Pansy schäumte vor Wut, als die Abteilungstür sich hinter Daphne schloss. Sie hasste sie. Sie hasste Daphne Greengrass!

***


Pansy betrachtete ihre Zimmernachbarinnen für die nächsten sieben Schuljahre ausdruckslos, während sie auf dem ihr zugewiesenen Bett saß. Millicent und Daphne waren in ihrem Haus gelandet, was keine Überraschung war. Doch die anderen beiden Erstklässlerinnen kannte sie nicht.
„Sophie Roper“, murmelte das dunkelhaarige, zierliche Mädchen rechts von ihr.
„Tracey Davis.“ Die letzte Mitbewohnerin, deren hellbraune Locken ungestüm um ihr Gesicht tanzten, lächelte breit in die Runde.
Pansy ging gedanklich die Nachnamen der bekannten Reinblutfamilien durch. Doch keine der beiden Namen sagte ihr etwas. Bevor sie jedoch den Mund öffnete, schnaubte Daphne bereits gereizt.
„Genau Parkinson, keine der beiden stammt aus einer deiner ach so geschätzten reinblütigen Familien. Mit anderen Worten hast du nur mich und ich kann dir versichern, deine Gesellschaft nicht zu wollen. Sophie, Tracey, erwartet von Parkinson keine nette Behandlung. Ihr ist der Blutstatus wichtiger als alles andere.“ Mit einem ausgiebigen Augenrollen beendete Daphne ihren Vortrag und eine unangenehme Stille entstand.
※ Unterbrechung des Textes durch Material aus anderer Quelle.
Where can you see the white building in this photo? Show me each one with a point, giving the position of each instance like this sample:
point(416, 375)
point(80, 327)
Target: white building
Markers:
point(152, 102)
Pansy presste die Lippen zusammen. Vielleicht war es nicht so schlimm, immerhin waren sie alle in einem Haus und hier hielt man zusammen. Doch wenn sie die plötzlich bleichen Gesichter von Tracey und Sophie betrachtete, war sie sich nicht mehr sicher. Ohne ein Wort zu sagen, hatte sie die beiden verletzt. Aber der Blutstatus war nun einmal wichtig in den entsprechenden Kreisen, das hatten ihr ihre Eltern vorgelebt und immer wieder betont. Und Pansy hielt sich daran. Vielleicht sollte sie ihrer Mutter schreiben und sie um Rat fragen? Immerhin ging es hier um Slytherins, eventuell war die Gesellschaft von halbblütigen Slytherins nicht so dramatisch?
Die fünf Mädchen unterhielten sich nicht weiter danach, jede zog sich in ihr Bett zurück und Pansy war sich sicher, unterdrücktes Schluchzen aus der Richtung von Sophie Roper zu hören. Das schlechte Gewissen, das in ihr aufstieg, drängte sie zurück. Sie war Pansy Parkinson, sie hatte so etwas wie ein schlechtes Gewissen nicht. Dafür stand sie zu weit oben in der Hierarchie der Zaubergemeinschaft.